Applications of Commonly Used Plastics In Engineering
I. Based on the characteristics and requirements of the parts, the chemical, physical, and mechanical properties of the plastic itself, and the molding method, a comprehensive analysis is conducted before rational selection. The following are materials selected for parts with different applications.
1. General Structural Parts
(1) Requirements: No special requirements for strength and heat resistance; generally used to replace steel or other materials. However, due to large batch sizes, high productivity and low cost are required. Sometimes, certain requirements are placed on appearance.
(2) Application Examples: Automotive regulator covers and horn rear covers, motor covers, various instrument covers, covers, handwheels, handles, oil pipes, pipe fittings, fasteners, etc.
(3) Materials include low-density polyethylene, polyvinyl chloride, modified polystyrene (203A, 204), ABS, high-impact polystyrene, polypropylene, etc. These materials can only withstand low loads and are used in the range of approximately 60~80℃ when the stress is small.
2. Transparent structural parts
(1) Requirements:No special requirements for strength and heat resistance. Generally used to replace steel or other materials. However, due to large batch sizes, high productivity and low cost are required. Sometimes, certain requirements are placed on appearance, and good transparency is essential.

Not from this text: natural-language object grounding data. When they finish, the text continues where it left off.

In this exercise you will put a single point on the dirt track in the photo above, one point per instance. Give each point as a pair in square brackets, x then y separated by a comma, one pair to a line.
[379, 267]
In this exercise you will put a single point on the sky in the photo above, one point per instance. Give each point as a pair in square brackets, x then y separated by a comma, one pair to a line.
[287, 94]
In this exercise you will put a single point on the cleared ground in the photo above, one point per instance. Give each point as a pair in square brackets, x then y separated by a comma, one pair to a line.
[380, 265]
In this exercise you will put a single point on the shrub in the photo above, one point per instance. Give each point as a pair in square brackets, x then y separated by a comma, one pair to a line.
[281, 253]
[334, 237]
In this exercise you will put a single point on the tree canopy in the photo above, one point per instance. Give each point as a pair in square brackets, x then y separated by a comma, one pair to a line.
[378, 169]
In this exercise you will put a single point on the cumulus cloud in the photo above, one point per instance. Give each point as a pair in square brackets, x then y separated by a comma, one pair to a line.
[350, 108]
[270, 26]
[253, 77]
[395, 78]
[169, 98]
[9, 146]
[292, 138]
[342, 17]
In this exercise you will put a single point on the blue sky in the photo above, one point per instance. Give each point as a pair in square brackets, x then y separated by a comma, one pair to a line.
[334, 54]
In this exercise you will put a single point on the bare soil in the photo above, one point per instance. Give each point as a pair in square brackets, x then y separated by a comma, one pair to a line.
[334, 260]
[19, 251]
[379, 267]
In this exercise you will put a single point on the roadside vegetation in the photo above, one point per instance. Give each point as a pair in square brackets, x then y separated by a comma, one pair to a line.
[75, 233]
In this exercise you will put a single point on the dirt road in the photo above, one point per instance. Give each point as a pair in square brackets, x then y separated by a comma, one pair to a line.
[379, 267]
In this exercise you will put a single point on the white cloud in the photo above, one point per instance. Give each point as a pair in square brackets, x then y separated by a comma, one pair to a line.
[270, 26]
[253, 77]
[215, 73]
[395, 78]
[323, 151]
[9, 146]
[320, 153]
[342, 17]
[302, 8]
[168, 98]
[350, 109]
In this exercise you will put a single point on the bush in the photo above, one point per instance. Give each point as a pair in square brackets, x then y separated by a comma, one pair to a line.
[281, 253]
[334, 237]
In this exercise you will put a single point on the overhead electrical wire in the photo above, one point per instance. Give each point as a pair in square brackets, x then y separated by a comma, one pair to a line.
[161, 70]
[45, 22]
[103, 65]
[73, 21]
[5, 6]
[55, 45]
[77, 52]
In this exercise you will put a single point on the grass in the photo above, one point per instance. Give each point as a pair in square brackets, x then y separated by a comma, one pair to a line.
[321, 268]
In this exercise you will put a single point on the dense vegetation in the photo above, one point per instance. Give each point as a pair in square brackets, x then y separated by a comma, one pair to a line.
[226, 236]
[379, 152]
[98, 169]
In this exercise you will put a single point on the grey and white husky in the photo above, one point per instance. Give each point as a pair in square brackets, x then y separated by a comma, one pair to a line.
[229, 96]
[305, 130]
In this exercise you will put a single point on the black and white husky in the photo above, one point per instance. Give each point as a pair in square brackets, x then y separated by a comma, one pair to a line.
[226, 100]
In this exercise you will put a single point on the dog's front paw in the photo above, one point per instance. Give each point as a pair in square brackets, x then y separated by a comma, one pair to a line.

(2) Application Examples: Transparent housings, various automotive lamp covers, oil level indicators, oil cups, sight glasses, optical lenses, signal lights, explosion-proof lights, protective glass, and transparent pipes, etc.
(3) Materials: Modified acrylic glass (372, 613), acrylic glass, AS resin, modified polystyrene (204, 203A), polystyrene, polycarbonate, thermoplastic polyester
3. Wear-resistant load-bearing transmission parts
(1) Requirements: High strength, rigidity, toughness, wear resistance, fatigue resistance, high heat distortion temperature, and dimensional stability are required.
(2) Examples of applications: Bearings, gears, racks, worm gears, cams, rollers, couplings, etc.
(3) Materials: Nylon, MC nylon, polyoxymethylene, polycarbonate, polyphenolic resin, chlorinated polyether, reinforced polypropylene, polyphenylene sulfide, etc. These plastics have tensile strengths above 60 MPa and operating temperatures of 80~120℃.
4. Friction-reducing and self-lubricating parts
(1) Requirements: Mechanical strength requirements are often not high, but the movement speed is relatively high. Therefore, low friction coefficient, excellent wear resistance, and self-lubricating properties are required.
(2) Examples of applications: Piston rings, mechanical dynamic seals, packings, bearings, etc.
(3) Materials: Polytetrafluoroethylene (PTFE), filled PTFE, PTFE-filled polyoxymethylene (POM), perfluoroethylene propylene (F-46), oil-impregnated POM, ultra-high molecular weight polyethylene, etc.; low-pressure polyethylene can be used under small loads and low speeds.
5. High-Temperature Resistant Structural Parts
(1) Requirements: In addition to the requirements for wear-resistant load-bearing transmission parts and friction-reducing self-lubricating parts, these parts must also possess high heat distortion temperature and high-temperature creep resistance.
(2) Application Examples: Structural transmission parts operating at high temperatures, such as automotive gearbox covers, bearings, gears, piston rings, seals, valves, valve stem nuts, etc.
(3) Materials:Polysulfone, polyphenylene ether sulfone, fluoroplastics (F-4, F-46), polyimide polyphenylene sulfide, polytetrafluoroethylene, graphite-filled polyphenylene ether sulfone and polyarylsulfone, and various glass fiber reinforced plastics, etc. These materials can all be used above 150℃.
6. Corrosion-resistant Equipment and Parts
(1) Requirements: Good corrosion resistance to acids, alkalis, and organic solvents, as well as a certain mechanical strength.
(2) Examples of Applications: Chemical containers, pipes, valves, pumps, impellers, agitators, and their coatings or linings, etc.
(3) Materials: Polytetrafluoroethylene (PTFE), perfluoroethylene propylene (F-46), polychlorotrifluoroethylene (F-3), chlorinated polyether, ABS, polyvinyl chloride, polycarbonate, low-density polyethylene, polypropylene, polystyrene, polyphenylene sulfide, phenolic plastics, etc.
II. Due to the poor thermal conductivity of plastics, careful design is essential to ensure optimal heat dissipation. For example, when using composite plastics with a metal matrix, fillers with good thermal conductivity must be added, or a metal structural design facilitating heat dissipation must be adopted.
III. Like metals, each plastic has a maximum operating speed (v) and load (p) when used as a bearing material, i.e., α = constant. Different plastics have different α values; for example, nylon α = 1.47, and polyoxymethylene α = 1.2. When designing for use, the load and speed range must be determined based on the material used. Furthermore, it is crucial to note that each plastic has its own pressure and speed limits. Exceeding these limits, regardless of the fixed speed or load conditions, even if the product of pv does not exceed the allowable pv value, will prevent its use.
IV. Because plastics are prone to expansion and deformation when heated, sufficient clearance must be considered when designing bearings and other components. This is generally approximately 0.005d (d is the bearing diameter), but the clearance varies depending on the plastic.